Julho é um mês tradicionalmente marcado pelo reencontro entre gerações. Durante as férias escolares, muitos avós assumem parte da rotina dos netos, recebem as crianças em casa ou aproveitam para viajar em família. A proximidade ganha ainda mais significado com o Dia dos Avós, comemorado em 26 de julho, mas também chama a atenção para um cuidado muitas vezes esquecido: a vacinação dos idosos.
Segundo o Ministério da Saúde, pessoas com 60 anos ou mais apresentam maior risco de desenvolver formas graves de diversas doenças infecciosas, especialmente durante o inverno, quando aumenta a circulação de vírus respiratórios. Manter a carteira vacinal atualizada reduz significativamente o risco de hospitalizações, complicações e mortes, além de contribuir para a proteção de toda a família.
Para a enfermeira especialista em vacinação da Clínica Vacinne, Elisa Lino, o encontro entre avós e netos é um dos momentos mais especiais das férias, mas também exige atenção aos cuidados preventivos. “É muito comum que os avós passem mais tempo com os netos durante as férias de julho. As crianças frequentam colônias de férias, parques, shoppings e outros ambientes com grande circulação de pessoas e podem entrar em contato com vírus respiratórios mesmo sem apresentar sintomas importantes. Por isso, manter a vacinação dos idosos em dia é uma forma de reduzir o risco de complicações e permitir que esses momentos sejam vividos com mais segurança”, explica.
O envelhecimento natural do organismo provoca uma redução gradual da resposta do sistema imunológico, fenômeno conhecido como imunossenescência. Isso torna os idosos mais suscetíveis a infecções e aumenta a probabilidade de evolução para quadros graves de doenças que poderiam ser evitadas por meio da vacinação.
Entre as principais vacinas recomendadas para pessoas com 60 anos ou mais estão a vacina contra a influenza, atualizada anualmente; a vacina contra a Covid-19, conforme orientação das autoridades de saúde; a vacina pneumocócica, que ajuda a prevenir casos graves de pneumonia e outras infecções causadas pela bactéria pneumococo; e a vacina contra o vírus sincicial respiratório (VSR), recomendada para essa faixa etária e disponível em clínicas privadas. Também merecem atenção a vacina contra o herpes-zóster, indicada para reduzir o risco da doença e de suas complicações, e a vacina contra difteria, tétano e coqueluche (dTpa ou dT), conforme o histórico vacinal e as recomendações médicas.

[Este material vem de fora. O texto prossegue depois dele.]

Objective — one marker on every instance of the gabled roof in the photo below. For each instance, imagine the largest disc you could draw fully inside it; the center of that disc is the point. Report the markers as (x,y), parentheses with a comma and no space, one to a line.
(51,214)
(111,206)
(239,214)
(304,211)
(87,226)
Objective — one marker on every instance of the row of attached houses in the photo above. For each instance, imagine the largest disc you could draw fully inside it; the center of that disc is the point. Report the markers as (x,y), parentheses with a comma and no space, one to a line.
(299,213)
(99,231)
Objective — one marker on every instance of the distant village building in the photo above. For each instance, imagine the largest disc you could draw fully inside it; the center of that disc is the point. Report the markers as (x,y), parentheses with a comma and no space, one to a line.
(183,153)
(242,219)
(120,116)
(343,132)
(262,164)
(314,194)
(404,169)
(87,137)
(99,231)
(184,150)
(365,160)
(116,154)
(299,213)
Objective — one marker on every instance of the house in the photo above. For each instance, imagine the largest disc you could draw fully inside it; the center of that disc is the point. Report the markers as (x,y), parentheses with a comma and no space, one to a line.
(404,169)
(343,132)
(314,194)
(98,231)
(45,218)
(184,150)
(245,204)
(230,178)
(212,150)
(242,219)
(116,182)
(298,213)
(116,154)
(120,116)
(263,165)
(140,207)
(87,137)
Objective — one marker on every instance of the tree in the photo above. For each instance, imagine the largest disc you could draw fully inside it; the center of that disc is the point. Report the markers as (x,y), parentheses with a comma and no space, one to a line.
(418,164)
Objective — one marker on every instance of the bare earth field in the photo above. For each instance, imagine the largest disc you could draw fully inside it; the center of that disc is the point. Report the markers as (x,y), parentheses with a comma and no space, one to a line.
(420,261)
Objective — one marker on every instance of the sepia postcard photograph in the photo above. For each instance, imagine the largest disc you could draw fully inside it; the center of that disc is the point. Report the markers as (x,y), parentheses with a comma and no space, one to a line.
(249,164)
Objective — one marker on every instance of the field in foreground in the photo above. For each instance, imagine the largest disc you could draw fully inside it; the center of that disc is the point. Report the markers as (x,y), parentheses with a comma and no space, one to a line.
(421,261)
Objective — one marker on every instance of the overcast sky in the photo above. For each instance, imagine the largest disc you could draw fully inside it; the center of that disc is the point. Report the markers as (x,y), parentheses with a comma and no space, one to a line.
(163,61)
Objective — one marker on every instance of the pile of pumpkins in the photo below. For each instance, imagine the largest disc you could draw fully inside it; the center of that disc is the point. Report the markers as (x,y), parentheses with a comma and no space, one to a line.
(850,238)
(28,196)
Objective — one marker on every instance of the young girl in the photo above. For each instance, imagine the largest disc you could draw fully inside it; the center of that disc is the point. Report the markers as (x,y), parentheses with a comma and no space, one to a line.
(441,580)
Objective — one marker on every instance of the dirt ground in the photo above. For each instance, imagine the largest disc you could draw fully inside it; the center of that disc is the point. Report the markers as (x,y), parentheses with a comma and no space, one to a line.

Elisa destaca que muitas pessoas acreditam que as vacinas são importantes apenas na infância, quando, na verdade, a proteção precisa acompanhar todas as fases da vida. “Depois dos 60 anos, a vacinação passa a fazer parte do envelhecimento saudável. Assim como fazemos exames periódicos, controlamos doenças crônicas e adotamos hábitos saudáveis, manter a imunização atualizada é uma estratégia importante para preservar a qualidade de vida e a autonomia”, afirma.
A especialista lembra ainda que a vacinação dos idosos beneficia toda a família, especialmente bebês, pessoas imunossuprimidas e indivíduos com doenças crônicas, que podem apresentar maior vulnerabilidade a infecções. “Quando um idoso está protegido, ele reduz as chances de adoecer gravemente e também diminui a possibilidade de transmitir algumas doenças para pessoas mais vulneráveis do seu convívio. A vacinação é um cuidado individual, mas seus benefícios alcançam toda a família”, conclui.
Com a chegada das férias e das comemorações do Dia dos Avós, julho se torna um momento oportuno para reunir a família e, ao mesmo tempo, revisar a carteira de vacinação dos idosos. Um gesto simples que ajuda a transformar os encontros em lembranças felizes e mais seguras para todas as gerações.